Conditional Factuality Controlled LLMs with Generalization Certificates via Conformal Sampling
Abstract
Large language models (LLMs) need reliable test-time control of hallucinations. Existing conformal methods for LLMs typically provide only marginal guarantees and rely on a single global threshold, which can under-cover hard prompts, over-cover easy ones, and produce oversized prediction sets.
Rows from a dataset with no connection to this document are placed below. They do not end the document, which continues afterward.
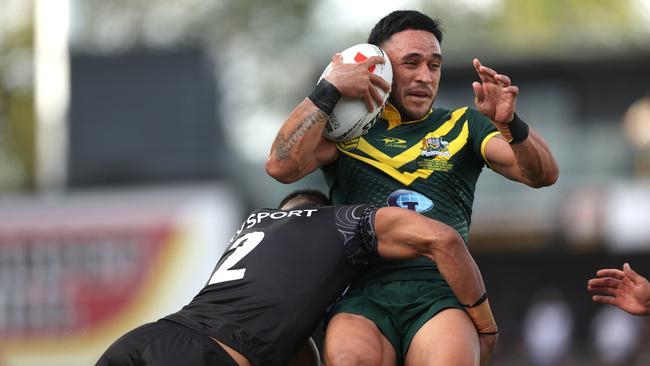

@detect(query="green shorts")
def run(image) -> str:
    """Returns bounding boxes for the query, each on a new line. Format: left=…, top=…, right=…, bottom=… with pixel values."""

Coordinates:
left=331, top=280, right=463, bottom=364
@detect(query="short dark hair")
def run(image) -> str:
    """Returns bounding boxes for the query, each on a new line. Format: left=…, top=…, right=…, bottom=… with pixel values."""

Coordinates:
left=278, top=188, right=332, bottom=208
left=368, top=10, right=443, bottom=47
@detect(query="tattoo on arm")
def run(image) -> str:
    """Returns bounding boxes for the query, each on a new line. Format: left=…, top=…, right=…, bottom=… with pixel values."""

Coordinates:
left=275, top=109, right=327, bottom=160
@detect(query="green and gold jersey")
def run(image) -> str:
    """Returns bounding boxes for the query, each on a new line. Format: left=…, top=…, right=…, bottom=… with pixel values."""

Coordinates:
left=323, top=104, right=499, bottom=286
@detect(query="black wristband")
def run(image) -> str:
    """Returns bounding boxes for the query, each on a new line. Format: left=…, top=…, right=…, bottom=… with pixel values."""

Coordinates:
left=307, top=79, right=341, bottom=116
left=508, top=113, right=528, bottom=145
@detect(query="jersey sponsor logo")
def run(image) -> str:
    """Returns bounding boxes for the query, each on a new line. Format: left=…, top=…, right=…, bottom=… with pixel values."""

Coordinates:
left=420, top=137, right=451, bottom=158
left=337, top=107, right=469, bottom=186
left=378, top=136, right=408, bottom=149
left=386, top=189, right=433, bottom=212
left=230, top=208, right=318, bottom=241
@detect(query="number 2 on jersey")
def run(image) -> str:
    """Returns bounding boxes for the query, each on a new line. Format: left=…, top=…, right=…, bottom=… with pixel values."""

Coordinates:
left=208, top=231, right=264, bottom=285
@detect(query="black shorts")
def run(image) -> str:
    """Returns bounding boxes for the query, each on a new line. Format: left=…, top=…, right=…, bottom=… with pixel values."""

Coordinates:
left=95, top=320, right=238, bottom=366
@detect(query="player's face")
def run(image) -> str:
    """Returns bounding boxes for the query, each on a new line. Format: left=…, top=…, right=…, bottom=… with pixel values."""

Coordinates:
left=382, top=29, right=442, bottom=120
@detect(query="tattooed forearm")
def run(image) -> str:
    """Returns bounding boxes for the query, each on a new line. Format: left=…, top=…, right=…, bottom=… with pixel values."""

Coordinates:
left=275, top=109, right=327, bottom=160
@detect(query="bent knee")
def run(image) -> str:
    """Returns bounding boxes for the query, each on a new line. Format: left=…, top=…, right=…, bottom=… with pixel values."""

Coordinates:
left=324, top=313, right=394, bottom=366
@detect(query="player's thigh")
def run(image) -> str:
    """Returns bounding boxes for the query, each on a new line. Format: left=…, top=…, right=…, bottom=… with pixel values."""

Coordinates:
left=405, top=309, right=480, bottom=366
left=324, top=313, right=397, bottom=366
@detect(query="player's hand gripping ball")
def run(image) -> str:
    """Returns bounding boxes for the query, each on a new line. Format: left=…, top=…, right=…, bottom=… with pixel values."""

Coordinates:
left=318, top=43, right=393, bottom=141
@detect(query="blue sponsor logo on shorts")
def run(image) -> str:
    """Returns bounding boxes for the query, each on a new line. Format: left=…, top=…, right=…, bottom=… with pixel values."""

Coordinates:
left=386, top=189, right=433, bottom=212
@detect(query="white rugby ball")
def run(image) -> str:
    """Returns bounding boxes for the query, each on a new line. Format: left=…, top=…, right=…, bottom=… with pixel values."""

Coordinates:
left=318, top=43, right=393, bottom=141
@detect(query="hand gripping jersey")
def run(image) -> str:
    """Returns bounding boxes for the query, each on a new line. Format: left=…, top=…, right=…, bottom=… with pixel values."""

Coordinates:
left=323, top=104, right=499, bottom=286
left=166, top=205, right=377, bottom=366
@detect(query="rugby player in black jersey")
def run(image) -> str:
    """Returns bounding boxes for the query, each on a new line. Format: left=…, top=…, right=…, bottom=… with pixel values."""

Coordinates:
left=97, top=190, right=496, bottom=366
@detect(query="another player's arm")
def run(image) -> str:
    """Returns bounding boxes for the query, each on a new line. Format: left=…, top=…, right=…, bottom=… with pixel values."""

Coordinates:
left=266, top=53, right=390, bottom=183
left=472, top=59, right=559, bottom=188
left=587, top=263, right=650, bottom=315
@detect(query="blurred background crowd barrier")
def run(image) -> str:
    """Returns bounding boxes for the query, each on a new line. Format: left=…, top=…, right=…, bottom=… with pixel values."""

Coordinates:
left=0, top=0, right=650, bottom=366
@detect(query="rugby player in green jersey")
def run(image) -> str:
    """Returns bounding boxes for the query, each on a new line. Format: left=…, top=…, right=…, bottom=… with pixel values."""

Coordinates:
left=266, top=11, right=559, bottom=366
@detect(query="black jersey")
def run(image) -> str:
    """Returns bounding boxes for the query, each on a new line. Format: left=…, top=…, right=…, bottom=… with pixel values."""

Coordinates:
left=166, top=205, right=377, bottom=366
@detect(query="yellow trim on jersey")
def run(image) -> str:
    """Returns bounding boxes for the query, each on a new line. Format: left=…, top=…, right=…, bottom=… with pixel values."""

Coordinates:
left=481, top=131, right=501, bottom=170
left=339, top=107, right=469, bottom=186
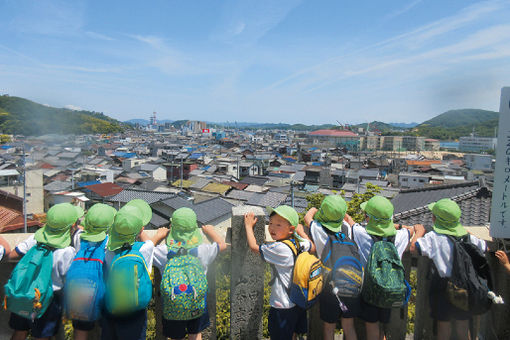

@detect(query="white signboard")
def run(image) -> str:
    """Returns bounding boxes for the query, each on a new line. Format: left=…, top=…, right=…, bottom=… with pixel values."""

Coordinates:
left=490, top=87, right=510, bottom=238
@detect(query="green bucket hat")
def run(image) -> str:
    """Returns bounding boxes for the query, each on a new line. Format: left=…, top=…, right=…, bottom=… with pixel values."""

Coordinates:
left=428, top=198, right=467, bottom=237
left=34, top=203, right=83, bottom=248
left=107, top=205, right=143, bottom=251
left=166, top=208, right=202, bottom=250
left=360, top=196, right=397, bottom=237
left=315, top=195, right=347, bottom=233
left=126, top=198, right=152, bottom=227
left=266, top=205, right=299, bottom=227
left=80, top=203, right=117, bottom=242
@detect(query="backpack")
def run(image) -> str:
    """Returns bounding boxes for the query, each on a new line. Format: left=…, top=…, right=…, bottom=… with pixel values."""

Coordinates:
left=161, top=248, right=207, bottom=320
left=105, top=242, right=152, bottom=315
left=270, top=239, right=324, bottom=309
left=4, top=243, right=55, bottom=320
left=361, top=235, right=411, bottom=308
left=321, top=225, right=363, bottom=301
left=446, top=234, right=492, bottom=315
left=64, top=239, right=107, bottom=321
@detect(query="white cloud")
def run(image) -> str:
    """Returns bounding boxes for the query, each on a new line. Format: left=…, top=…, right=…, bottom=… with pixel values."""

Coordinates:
left=64, top=104, right=83, bottom=111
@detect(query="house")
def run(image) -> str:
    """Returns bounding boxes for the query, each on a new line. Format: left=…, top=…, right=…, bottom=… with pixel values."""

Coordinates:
left=391, top=179, right=492, bottom=229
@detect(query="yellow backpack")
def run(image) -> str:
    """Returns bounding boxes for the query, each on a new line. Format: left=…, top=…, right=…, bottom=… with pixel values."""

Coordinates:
left=274, top=239, right=324, bottom=309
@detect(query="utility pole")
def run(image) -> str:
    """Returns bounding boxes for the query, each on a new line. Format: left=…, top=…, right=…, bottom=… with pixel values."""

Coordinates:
left=181, top=157, right=184, bottom=191
left=22, top=143, right=28, bottom=234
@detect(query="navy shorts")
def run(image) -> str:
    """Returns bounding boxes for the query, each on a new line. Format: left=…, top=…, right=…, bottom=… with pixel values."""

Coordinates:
left=360, top=298, right=391, bottom=323
left=9, top=294, right=62, bottom=338
left=101, top=309, right=147, bottom=340
left=163, top=308, right=210, bottom=339
left=429, top=276, right=471, bottom=321
left=73, top=320, right=96, bottom=332
left=267, top=306, right=308, bottom=340
left=319, top=290, right=361, bottom=323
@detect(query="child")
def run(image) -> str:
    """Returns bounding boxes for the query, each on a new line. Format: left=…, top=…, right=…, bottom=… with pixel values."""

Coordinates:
left=352, top=196, right=425, bottom=340
left=495, top=250, right=510, bottom=274
left=411, top=198, right=486, bottom=340
left=154, top=208, right=227, bottom=340
left=304, top=195, right=361, bottom=340
left=9, top=203, right=83, bottom=340
left=0, top=236, right=11, bottom=261
left=66, top=203, right=117, bottom=340
left=244, top=205, right=311, bottom=340
left=101, top=200, right=168, bottom=340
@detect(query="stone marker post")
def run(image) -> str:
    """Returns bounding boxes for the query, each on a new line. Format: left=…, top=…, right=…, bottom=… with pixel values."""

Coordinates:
left=230, top=206, right=265, bottom=340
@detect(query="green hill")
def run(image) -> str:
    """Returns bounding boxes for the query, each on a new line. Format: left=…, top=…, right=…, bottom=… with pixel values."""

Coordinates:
left=412, top=109, right=499, bottom=139
left=0, top=95, right=125, bottom=136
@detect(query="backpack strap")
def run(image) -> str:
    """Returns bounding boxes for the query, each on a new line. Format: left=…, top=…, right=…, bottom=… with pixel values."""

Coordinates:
left=269, top=238, right=301, bottom=294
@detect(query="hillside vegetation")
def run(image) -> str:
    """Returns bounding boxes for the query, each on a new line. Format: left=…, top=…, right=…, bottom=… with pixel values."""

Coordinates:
left=0, top=96, right=124, bottom=136
left=412, top=109, right=499, bottom=139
We propose Conditional Factuality Control (CFC), a post-hoc conformal framework that returns set-valued outputs with conditional coverage guarantees. CFC defines a continuous, feature-conditional acceptance threshold through augmented quantile regression on a latent ``success'' score, and deploys it through a fixed-point threshold rule at inference time. Theoretically, we show that CFC satisfies a conditional coverage guarantee under exchangeability and analyze its efficiency, proving that, under mild assumptions on the score distributions, the conditional rule is strictly more sample-efficient than marginal conformal prediction at the same target coverage. We further derive a PAC-style variant, CFC-PAC, which shrinks the nominal risk level based on a stability bound, yielding a finite-sample certificate that the conditional miscoverage deviates from the target by at most O((1/δ)/N). Empirically, on synthetic data, real-world reasoning and QA benchmarks, and a Flickr8k VLM setting, CFC and CFC-PAC consistently attain near-target coverage across difficulty groups while using smaller prediction sets than CP and non-CP baselines.